Deploy AudioText with Docker¶

Use this quick start when you want a small server running AudioText with Docker Compose, SQLite, local persistent storage, and one API token for a client application.

The default Compose file binds the service to 127.0.0.1:8791. That is the safe default for a server behind Caddy, nginx, SSH tunneling, or a private network route.

1. Clone the repository¶

Run on the server:

git clone <private-repo-url> audio-to-text
cd audio-to-text

2. Create the environment file¶

Run:

cp deploy/audiotext.env.example .env

Generate secrets:

openssl rand -hex 32
openssl rand -hex 32

Edit .env and set at least:

AUDIOTEXT_ENV=production
AUDIOTEXT_PUBLIC_BASE_URL=https://transcription.example.com
AUDIOTEXT_TOKEN_PEPPER=<first generated value>
AUDIOTEXT_ADMIN_SESSION_SECRET=<second generated value>
AUDIOTEXT_ADMIN_CIDR_ALLOWLIST=127.0.0.1/32,::1/128

Keep AUDIOTEXT_ADMIN_CIDR_ALLOWLIST local-only unless the admin UI is behind a trusted private network or reverse proxy rule. The client API can still be exposed separately by the reverse proxy.

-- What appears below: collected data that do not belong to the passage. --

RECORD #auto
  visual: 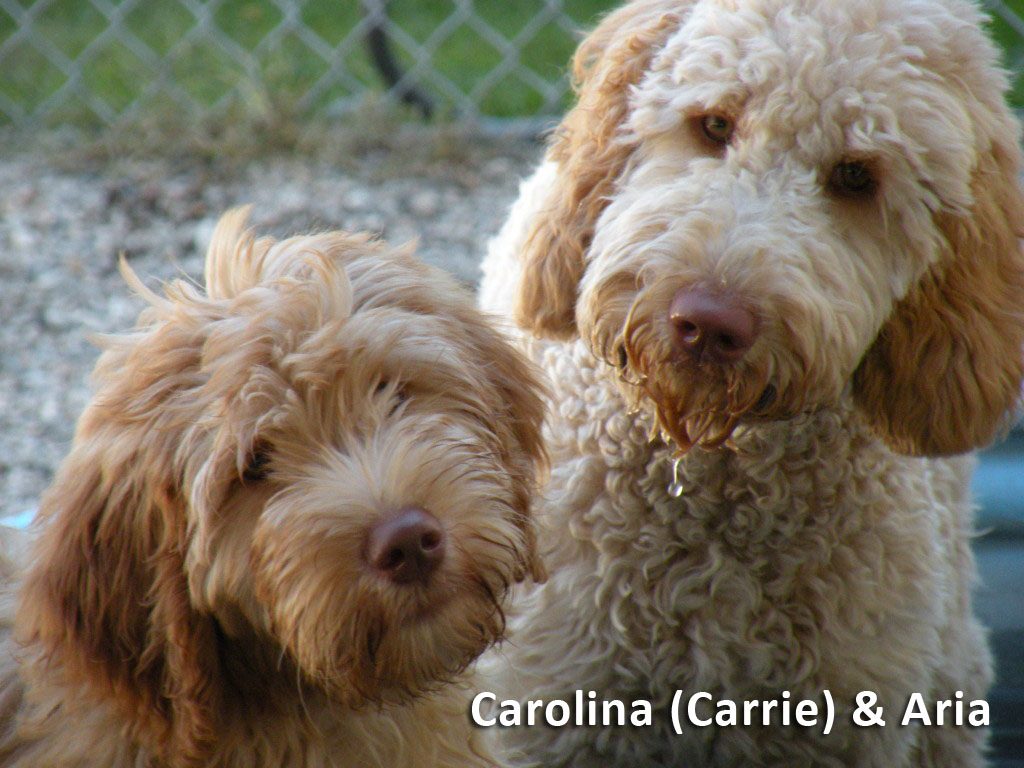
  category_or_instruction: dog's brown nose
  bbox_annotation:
[367,508,445,585]
[669,288,756,364]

For the first simple deployment, keep:

AUDIOTEXT_ASYNC_JOB_RUNNER=background
AUDIOTEXT_MAX_CONCURRENT_TRANSCRIPTIONS=1
AUDIOTEXT_MAX_LOADED_MODELS=1
AUDIOTEXT_MODEL_IDLE_TTL_SECONDS=900

3. Start the service¶

Run:

docker compose up --build -d

Check the container:

docker compose ps
docker compose logs -f audiotext

Check the HTTP endpoints:

curl -fsS http://127.0.0.1:8791/healthz
curl -fsS http://127.0.0.1:8791/readyz

4. Create the admin user¶

Run:

docker compose exec audiotext audiotext admin create-user --email admin@example.com

The command prompts for the password. Do not pass the password on the command line on a shared server.

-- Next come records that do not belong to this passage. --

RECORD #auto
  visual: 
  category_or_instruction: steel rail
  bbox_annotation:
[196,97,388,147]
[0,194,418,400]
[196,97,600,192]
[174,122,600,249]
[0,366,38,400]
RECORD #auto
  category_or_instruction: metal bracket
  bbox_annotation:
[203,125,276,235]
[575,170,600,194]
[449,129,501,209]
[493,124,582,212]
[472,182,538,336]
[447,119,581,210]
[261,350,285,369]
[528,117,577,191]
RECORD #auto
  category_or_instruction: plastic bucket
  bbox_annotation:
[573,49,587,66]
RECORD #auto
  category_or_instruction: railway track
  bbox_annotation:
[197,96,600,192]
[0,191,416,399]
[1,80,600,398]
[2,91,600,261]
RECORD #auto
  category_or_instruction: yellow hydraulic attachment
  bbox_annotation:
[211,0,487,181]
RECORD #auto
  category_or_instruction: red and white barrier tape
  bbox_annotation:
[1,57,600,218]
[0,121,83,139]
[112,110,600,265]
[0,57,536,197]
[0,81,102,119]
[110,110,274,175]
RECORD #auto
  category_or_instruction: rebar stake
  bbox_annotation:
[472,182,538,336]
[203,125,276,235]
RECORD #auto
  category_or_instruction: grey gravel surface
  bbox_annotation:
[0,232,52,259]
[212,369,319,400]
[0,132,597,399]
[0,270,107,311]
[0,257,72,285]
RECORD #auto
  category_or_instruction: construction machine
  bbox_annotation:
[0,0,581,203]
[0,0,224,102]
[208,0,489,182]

Open the admin UI from the server or through a private route:

http://127.0.0.1:8791/admin

5. Create an API token¶

Run:

docker compose exec audiotext audiotext token create \
  --name dictation-client-prod \
  --max-open-uploads 2 \
  --daily-audio-seconds-quota 7200 \
  --monthly-audio-seconds-quota 120000

The command prints the raw token once. Store it in the client application's server-side secret store.

For shell testing:

export AUDIOTEXT_API_TOKEN="att_tok_..."

6. Test the client API¶

List models:

curl -sS http://127.0.0.1:8791/v1/models \
  -H "Authorization: Bearer $AUDIOTEXT_API_TOKEN"

Submit an async job:

curl -sS http://127.0.0.1:8791/v1/transcription-jobs \
  -H "Authorization: Bearer $AUDIOTEXT_API_TOKEN" \
  -F model=cpu-lite \
  -F language=ca \
  -F file=@clip.webm

Poll the returned job:

curl -sS http://127.0.0.1:8791/v1/transcription-jobs/$JOB_ID \
  -H "Authorization: Bearer $AUDIOTEXT_API_TOKEN"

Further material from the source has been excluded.